Ticking clocks. Countdowns. “ACT NOW!” and “HURRY, WHILE STOCKS LAST!” slogans. Key tools in the marketer’s arsenal, found plastered across virtual and literal marketplaces the world over. But such things are no longer the sole remit of the marketers; they are also found in more sinister places – in ransom demands.
When a deadline is imposed on a consumer, worker, victim or population, it creates a sense of urgency. And urgency is one of the greatest motivators known to humankind.
Using “urgency” marketing
When we don’t have time to think (or believe that we don’t), we are more likely to act impulsively and most often in a negative way (Cyders & Smith, 2008). In other words, we are more likely to make a snap decision that is likely to later be to our detriment – such as paying a ransom outright and being met with more demands, or making a huge purchase of an item we later don’t value. ‘Urgency motivates response’ is a key principle of human psychology, sitting at the centre of our Fight vs Flight response and the mental responses to panic and fear. Marketers use this principle to play on our fear of missing out (or the ‘principle of scarcity’ – that when we think we can’t have something, we want it more), saying that if we don’t, for example, “order by Friday”, we will miss the opportunity to have something, visit somewhere or join something. Likewise, ransom seekers use deadlines to ignite a crippling sense of urgency in their victims, motivating a response out of the fear we may not have something returned to us. Consider a furniture or technology advert: big value items being put on sale “only until Friday” or “until stocks last”. You may think you need the item, or may be panicked into buying it in the sale and thus fail to properly evaluate the purchase, the item, its true value or your budget. Your desire to escape the feeling of missing out has been held to ransom. Now, consider a proposed deal at work: are you more or less likely to make a decision when under the pressure of a deadline? Wanting to feel as though you own a decision may push you to make a call you aren’t ready for. Finally, consider ransomware hacking: parts of your business or even life are being held to ransom. What will you do in the rush to get them back?

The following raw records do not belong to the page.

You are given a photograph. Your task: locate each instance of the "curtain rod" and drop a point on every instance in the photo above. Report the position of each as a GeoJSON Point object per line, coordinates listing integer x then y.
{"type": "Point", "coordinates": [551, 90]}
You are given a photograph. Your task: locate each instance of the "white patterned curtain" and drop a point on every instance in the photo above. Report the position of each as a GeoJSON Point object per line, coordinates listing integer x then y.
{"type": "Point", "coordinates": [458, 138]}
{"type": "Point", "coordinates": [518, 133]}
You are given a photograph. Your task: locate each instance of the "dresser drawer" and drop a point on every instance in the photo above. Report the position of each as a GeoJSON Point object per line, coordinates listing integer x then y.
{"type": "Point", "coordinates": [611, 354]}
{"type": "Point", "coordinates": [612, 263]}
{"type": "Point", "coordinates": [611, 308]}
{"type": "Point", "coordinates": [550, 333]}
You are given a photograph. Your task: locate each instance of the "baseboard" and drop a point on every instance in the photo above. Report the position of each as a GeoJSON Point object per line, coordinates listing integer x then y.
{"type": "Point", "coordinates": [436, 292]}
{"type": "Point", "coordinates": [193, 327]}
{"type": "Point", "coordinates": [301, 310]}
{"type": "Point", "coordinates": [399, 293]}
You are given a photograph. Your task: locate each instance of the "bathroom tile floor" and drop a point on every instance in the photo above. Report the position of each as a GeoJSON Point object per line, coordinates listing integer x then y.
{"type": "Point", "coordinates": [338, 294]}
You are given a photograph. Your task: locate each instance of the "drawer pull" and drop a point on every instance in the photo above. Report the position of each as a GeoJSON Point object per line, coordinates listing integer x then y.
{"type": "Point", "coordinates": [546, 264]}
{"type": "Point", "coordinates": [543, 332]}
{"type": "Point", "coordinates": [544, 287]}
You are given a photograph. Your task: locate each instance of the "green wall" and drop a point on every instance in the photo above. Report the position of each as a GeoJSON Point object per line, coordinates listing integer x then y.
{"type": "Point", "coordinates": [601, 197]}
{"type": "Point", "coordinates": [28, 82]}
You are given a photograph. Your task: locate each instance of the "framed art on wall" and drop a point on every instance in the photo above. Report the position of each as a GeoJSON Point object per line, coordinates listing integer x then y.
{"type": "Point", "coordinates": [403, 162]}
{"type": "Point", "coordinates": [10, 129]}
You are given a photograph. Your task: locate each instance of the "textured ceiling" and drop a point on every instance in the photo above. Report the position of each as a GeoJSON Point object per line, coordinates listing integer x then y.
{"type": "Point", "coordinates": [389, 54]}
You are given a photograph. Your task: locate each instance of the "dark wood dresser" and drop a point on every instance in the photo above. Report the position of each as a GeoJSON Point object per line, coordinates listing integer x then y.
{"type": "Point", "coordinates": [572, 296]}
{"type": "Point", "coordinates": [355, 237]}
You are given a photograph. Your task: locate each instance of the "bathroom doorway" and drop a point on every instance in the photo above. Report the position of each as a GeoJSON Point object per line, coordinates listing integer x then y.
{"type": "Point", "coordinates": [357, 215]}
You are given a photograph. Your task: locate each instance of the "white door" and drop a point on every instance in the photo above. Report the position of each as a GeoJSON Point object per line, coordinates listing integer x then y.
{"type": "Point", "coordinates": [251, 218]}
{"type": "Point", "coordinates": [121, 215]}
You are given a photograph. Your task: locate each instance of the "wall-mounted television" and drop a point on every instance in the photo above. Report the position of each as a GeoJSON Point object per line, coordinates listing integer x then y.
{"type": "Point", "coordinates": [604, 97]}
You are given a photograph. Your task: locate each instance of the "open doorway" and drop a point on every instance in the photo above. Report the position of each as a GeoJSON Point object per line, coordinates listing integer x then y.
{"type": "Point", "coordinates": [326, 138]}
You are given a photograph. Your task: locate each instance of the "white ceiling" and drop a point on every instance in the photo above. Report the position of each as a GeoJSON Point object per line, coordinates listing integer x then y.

Does this mean marketers are actually ransom seekers? In theory, perhaps. When faced with any situation of urgency, motivated by good things or bad things, humans exhibit the same physiological response: heart rate rises and decision times shorten (Jones et al 2011). Our bodies are relatively incapable of distinguishing between the good kind of pressure, and the bad kind. Something to think about next time you rush out to buy a “limited edition” product, or plan a shopping trip in the sales.
How should we react to urgency? One thing marketers, salespeople, deal brokers and hostage negotiators all agree on is that the following advice always applies to those with a sense of urgency:
- Consider whether the consequences of not hitting the deadline are real – will you actually lose out?
- Consider whether you will receive the promised pay off – do you trust that you 100% receive the service or product you have been promised?
- Consider any alternative options that may be open to you.
- Take time – NEVER rush the decision, no matter the deadline. As the old saying goes, “Act in haste, repent at leisure“.
What do you think of urgency? Is there a difference between ‘urgency’ and ‘pressure’? Do you think urgency affects your decisions in life? In work? Let us know in the Comments section…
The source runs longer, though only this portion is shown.